© Tânia Rêgo/Agência Brasil

Cacique Raoni demonstra melhora estável após cirurgia e segue em recuperação em UTI

Saúde

O renomado líder indígena Cacique Raoni Metuktire, de 94 anos, apresenta um quadro de saúde estável nesta segunda-feira (22), prosseguindo sua recuperação de uma cirurgia de desobstrução intestinal realizada no último sábado (20). A notícia traz alívio para seus familiares, comunidade e para todos que acompanham a trajetória de um dos mais importantes defensores da Amazônia e dos direitos dos povos originários.

Atualmente, o cacique está internado na unidade de terapia intensiva (UTI) do Hospital São Paulo (HSP/Unifesp), para onde foi transferido na sexta-feira (19). A permanência na UTI é uma medida de precaução e monitoramento intensivo, essencial para pacientes em pós-operatório, especialmente considerando a idade avançada do líder kaiapó.

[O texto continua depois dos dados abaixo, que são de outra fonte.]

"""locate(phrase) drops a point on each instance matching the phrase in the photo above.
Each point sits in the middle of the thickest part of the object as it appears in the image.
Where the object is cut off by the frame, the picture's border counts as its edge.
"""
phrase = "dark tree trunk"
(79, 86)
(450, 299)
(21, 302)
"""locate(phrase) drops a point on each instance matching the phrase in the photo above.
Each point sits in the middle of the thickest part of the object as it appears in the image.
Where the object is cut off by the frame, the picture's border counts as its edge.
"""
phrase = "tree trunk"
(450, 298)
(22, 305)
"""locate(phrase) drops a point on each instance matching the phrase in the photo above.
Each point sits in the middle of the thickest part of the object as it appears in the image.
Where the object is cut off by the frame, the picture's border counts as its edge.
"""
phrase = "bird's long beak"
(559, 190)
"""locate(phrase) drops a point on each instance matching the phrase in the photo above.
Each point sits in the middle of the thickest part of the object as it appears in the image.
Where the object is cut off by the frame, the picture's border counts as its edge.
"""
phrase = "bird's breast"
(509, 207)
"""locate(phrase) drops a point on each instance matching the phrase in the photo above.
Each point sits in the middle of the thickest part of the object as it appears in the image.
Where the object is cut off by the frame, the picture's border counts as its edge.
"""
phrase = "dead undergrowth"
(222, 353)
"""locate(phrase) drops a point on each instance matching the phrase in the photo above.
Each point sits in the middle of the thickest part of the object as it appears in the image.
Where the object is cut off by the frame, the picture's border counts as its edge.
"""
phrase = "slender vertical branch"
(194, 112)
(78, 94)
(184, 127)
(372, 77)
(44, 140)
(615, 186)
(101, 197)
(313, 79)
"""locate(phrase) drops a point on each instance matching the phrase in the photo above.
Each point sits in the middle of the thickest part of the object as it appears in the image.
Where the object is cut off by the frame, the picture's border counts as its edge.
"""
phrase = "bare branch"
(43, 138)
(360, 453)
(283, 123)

Da internação de urgência à transferência para São Paulo

A jornada de Raoni em busca de tratamento começou no último dia 14, quando foi internado em estado grave no Hospital e Maternidade Dois Pinheiros, localizado em Sinop, no norte de Mato Grosso. A gravidade da situação acendeu um alerta e mobilizou esforços para garantir o melhor atendimento possível ao cacique, cuja voz ecoa em fóruns nacionais e internacionais.

A decisão de transferi-lo para o Hospital São Paulo, uma instituição de referência em saúde, reflete a complexidade do caso e a necessidade de uma equipe multidisciplinar altamente especializada. A logística da transferência, de Mato Grosso para São Paulo, foi um processo delicado que visava garantir a segurança e a continuidade do tratamento do líder indígena.

Sinais de recuperação e monitoramento constante

O boletim médico mais recente emitido pelo Hospital São Paulo detalha os avanços positivos no estado de saúde do Cacique Raoni. Segundo a equipe, ele não apresenta febre, um indicativo importante de controle de infecções e boa resposta ao tratamento. Além disso, o líder indígena respira sem a necessidade de ventilação mecânica, o que demonstra a funcionalidade de seus pulmões e a estabilidade de seu sistema respiratório.

Outro ponto crucial destacado pelos médicos é a função renal normal, um sinal vital da boa recuperação de órgãos essenciais. A alimentação do cacique é realizada por meio de sonda enteral, um dispositivo flexível inserido no estômago ou intestino, garantindo a nutrição adequada enquanto seu sistema digestório se restabelece completamente após a cirurgia.

Acompanhamento médico especializado e contínuo

O tratamento do Cacique Raoni no Hospital São Paulo conta com o acompanhamento de uma equipe dedicada. O médico Franz Robert Apodaca Torrez, que já vinha monitorando a evolução do caso, continua a supervisionar de perto a recuperação, em articulação com todos os profissionais envolvidos. Essa continuidade no cuidado é fundamental para entender o histórico do paciente e ajustar o tratamento conforme a necessidade.

Um nome de destaque nesse processo é Douglas Antônio Rodrigues, médico do Ambulatório de Saúde dos Povos Indígenas da Unifesp. Rodrigues é responsável pelo acompanhamento da saúde de Raoni há décadas, o que confere uma expertise e um conhecimento aprofundado sobre o histórico clínico do cacique. Sua participação foi decisiva no planejamento da transferência e na definição dos rumos do tratamento, evidenciando a importância de um cuidado que respeita e compreende as particularidades dos povos indígenas.

O legado de Raoni e a saúde indígena

A saúde do Cacique Raoni Metuktire transcende a esfera pessoal, tornando-se uma pauta de interesse público e um símbolo da luta pela vida e pela preservação cultural. Raoni é uma figura globalmente reconhecida por sua incansável defesa da floresta amazônica e dos direitos dos povos indígenas. Sua voz tem sido um farol contra o desmatamento, a exploração ilegal e as ameaças aos territórios ancestrais.

A mobilização em torno de sua saúde também lança luz sobre os desafios enfrentados pelas comunidades indígenas no Brasil em relação ao acesso à saúde de qualidade. A necessidade de tratamentos especializados, muitas vezes distantes de suas aldeias, e a importância de equipes médicas com sensibilidade cultural são temas que vêm à tona em momentos como este, reforçando a urgência de políticas públicas eficazes e humanizadas para os povos originários.